Minimalism is Good, but Grace Isn’t Cheap

Minimalism is Good, but Grace Isn’t Cheap 2013-03-11T10:55:09-04:00

 

Minimalism is on the rise— but unless we build our relationships as much as we pare down out possessions, it will fail.

Last week, two opinion pieces in the New York Times discussed materialism and the good life in American culture. In his article, “Living with Less. A lot Less,” Graham Hill explains how he overcame anxiety and found happiness by minimizing clutter in his life and concentrating on meaningful intangibles. Jessica Soffer’s article, “Staying Sane in Small Spaces,” wasn’t written in response to Hill, but it provides counter to Hill’s piece, emphasizing how the difficulties of living in community with others can cloud the benefits of living sparely. In a society where  minimalism is increasingly emphasized as a route to happiness, Soffer makes the important point that our ability to bear with others will ultimately make or break the success of such an approach.

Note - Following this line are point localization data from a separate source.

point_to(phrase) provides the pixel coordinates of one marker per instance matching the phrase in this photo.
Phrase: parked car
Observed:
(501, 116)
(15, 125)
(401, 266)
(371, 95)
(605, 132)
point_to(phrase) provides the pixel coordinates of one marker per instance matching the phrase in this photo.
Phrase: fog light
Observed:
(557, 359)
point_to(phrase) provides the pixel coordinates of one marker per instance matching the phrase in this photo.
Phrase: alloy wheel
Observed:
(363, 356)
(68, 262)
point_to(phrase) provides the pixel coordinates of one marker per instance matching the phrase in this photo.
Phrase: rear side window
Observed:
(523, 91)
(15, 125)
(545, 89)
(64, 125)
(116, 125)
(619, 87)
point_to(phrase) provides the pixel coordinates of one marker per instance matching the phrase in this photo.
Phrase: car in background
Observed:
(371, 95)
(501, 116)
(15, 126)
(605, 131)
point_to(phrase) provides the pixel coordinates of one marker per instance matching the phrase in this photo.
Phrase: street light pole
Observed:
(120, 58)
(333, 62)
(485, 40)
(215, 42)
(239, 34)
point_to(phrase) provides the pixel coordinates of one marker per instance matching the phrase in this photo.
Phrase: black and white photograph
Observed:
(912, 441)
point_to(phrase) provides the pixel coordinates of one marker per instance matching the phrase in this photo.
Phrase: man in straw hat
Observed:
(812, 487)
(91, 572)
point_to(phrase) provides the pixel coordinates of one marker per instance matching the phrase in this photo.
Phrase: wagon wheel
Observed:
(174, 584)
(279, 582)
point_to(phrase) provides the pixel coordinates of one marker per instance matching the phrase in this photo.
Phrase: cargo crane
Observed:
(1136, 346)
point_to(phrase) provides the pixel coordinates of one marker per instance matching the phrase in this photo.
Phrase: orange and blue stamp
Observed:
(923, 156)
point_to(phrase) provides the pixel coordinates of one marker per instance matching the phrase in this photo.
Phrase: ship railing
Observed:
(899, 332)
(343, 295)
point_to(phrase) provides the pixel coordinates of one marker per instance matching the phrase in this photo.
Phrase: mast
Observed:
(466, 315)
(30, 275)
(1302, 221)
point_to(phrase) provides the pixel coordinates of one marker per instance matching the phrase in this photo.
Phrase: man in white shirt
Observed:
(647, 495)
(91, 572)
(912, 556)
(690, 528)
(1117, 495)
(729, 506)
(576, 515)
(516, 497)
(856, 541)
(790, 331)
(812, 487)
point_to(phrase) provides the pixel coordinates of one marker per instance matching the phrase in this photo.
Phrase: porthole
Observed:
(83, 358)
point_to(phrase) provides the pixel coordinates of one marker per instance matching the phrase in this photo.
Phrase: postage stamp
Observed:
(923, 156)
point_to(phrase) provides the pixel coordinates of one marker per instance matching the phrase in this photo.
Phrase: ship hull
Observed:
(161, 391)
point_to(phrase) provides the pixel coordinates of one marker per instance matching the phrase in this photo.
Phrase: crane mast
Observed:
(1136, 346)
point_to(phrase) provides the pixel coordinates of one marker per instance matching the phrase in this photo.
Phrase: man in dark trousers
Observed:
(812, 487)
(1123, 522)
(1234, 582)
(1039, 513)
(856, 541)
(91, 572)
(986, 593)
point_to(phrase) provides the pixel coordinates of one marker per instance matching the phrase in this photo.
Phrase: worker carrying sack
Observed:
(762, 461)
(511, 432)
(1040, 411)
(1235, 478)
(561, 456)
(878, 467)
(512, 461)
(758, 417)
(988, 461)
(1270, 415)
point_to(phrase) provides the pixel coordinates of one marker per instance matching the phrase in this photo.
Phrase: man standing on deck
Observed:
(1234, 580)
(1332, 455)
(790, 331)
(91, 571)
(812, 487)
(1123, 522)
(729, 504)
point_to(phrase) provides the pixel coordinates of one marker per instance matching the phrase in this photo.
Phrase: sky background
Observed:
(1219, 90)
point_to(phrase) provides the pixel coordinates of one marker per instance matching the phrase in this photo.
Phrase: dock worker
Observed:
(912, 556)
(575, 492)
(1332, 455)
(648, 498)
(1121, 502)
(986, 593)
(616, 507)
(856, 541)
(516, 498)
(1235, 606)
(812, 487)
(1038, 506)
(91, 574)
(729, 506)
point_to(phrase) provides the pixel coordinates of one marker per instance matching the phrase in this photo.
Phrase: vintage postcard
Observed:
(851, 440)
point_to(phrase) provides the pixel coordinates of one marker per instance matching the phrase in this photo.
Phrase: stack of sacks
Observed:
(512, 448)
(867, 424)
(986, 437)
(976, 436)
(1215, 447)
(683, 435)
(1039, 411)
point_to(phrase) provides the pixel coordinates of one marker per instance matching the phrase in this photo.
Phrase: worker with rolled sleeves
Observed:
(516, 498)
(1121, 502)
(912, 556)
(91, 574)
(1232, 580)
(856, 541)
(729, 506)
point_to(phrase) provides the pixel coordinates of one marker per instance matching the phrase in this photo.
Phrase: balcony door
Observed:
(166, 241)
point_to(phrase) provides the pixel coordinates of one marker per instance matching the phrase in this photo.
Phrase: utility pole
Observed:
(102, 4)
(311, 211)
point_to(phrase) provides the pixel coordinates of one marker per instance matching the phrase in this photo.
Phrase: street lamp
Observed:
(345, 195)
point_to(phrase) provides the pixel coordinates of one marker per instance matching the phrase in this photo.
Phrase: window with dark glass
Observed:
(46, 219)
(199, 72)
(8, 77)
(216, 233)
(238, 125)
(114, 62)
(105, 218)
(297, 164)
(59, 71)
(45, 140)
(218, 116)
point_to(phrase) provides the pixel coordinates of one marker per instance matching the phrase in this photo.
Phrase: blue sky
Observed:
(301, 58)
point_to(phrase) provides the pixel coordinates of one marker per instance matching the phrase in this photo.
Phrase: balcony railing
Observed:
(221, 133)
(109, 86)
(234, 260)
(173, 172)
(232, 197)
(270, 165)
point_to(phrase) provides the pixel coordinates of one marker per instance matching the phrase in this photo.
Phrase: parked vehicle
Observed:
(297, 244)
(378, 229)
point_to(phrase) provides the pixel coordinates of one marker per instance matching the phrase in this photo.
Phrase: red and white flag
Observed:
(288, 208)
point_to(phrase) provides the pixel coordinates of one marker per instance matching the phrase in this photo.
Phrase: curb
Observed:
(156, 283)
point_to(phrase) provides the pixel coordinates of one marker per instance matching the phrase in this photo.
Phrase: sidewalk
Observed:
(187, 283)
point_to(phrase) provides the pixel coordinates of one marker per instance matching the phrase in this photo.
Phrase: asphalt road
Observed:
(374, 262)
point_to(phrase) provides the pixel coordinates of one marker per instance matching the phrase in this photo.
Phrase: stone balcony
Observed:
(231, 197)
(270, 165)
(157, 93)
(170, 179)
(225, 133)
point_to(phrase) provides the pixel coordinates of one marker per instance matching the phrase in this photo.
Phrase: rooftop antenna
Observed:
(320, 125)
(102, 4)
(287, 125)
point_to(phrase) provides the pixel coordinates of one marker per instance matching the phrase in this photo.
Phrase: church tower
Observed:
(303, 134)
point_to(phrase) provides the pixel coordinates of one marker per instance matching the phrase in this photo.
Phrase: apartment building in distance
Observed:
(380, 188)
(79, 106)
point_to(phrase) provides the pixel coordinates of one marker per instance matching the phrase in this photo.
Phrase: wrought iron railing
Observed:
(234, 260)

Hill’s personal experiences with materialism exemplify many of the larger cultural shifts that have occurred over the past two decades. As a young entrepreneur, Hill hit it big financially during the internet boom in the late 90’s. After one especially lucrative deal, Hill went on a spending spree, purchasing a house, car, electronics, and countless other items. His spending was a celebration of his accomplishments – representative of the prosperity of the 90’s and its cultural emphasis on wealth as a reflection of status. Over time, however, Hill found that the stresses of maintaining his homes and other possessions were “consuming him.”

After falling in love, and consequently moving between several cities across the world, Hill reports that his “relationship with stuff quickly came apart.” As he pared back the material goods in his life, he describes, “My life was full of love and adventure and work I cared about. I felt free and I didn’t miss the car and gadgets and house.” Hill’s shift away from materialism parallels a larger cultural shift, in the first decade of the 21st century, away from consumerism in the face of the recession. The economic downturn has made our society question the excess of the 90’s and its ability to bring us happiness. Today, minimalism is even becoming hip, and environmentalism and other popular movements emphasize low impact living and waste reduction.

While a movement away from consumerism towards minimalism may seem like a good thing, Soffer’s article quickly qualifies the point. Soffer recounts her experiences growing up in a cramped apartment building in New York City, where the density of residents was so high that personal privacy was minimal. She provides an especially outrageous anecdote, in which a mentally ill neighbor repeatedly disturbed, pranked, and sabotaged her family and their apartment. She notes how, rather than moving out, her family learned to cope with his actions, over months and months, for the sake of maintaining their apartment, which was relatively inexpensive and in a good location. In this case, living minimally had certain benefits, but it wasn’t without significant challenges.

While Hill found his greatest happiness in replacing material goods with the company of other people, Soffer notes how some of her family’s greatest angst arose from their neighbor’s antics. Soffer concludes her piece by noting, “We have to coexist, cohabitate in one small unforgiving space, inside another small unforgiving space. We travel together in small unforgiving spaces. And so we practice, above all else, compromise — in any situation, the sanest approach a person can take.” Soffer makes the key point that living minimally not only removes certain distractions and anxieties, but also removes the privacy and personal space that wealth affords. Relationships become paramount, both because of changing priorities and sheer proximity. While some relationships yield happiness and others angst, all will undoubtedly require compromise, forgiveness, and sanity.

In reading these two articles in tandem, we glimpse our culture’s shifting priorities. From emphasizing wealth in the 90’s, to paring back and focusing on intangible goods, like relationships, in the 2000’s, there’s a sense in which each decade emphasizes a different potential source of happiness. While we may have made some progress against sheer consumerism, the pursuit of happiness in relationships is bound to fail without communal compromise and grace. And grace, as Dietrich Bonhoeffer reminds us, isn’t cheap.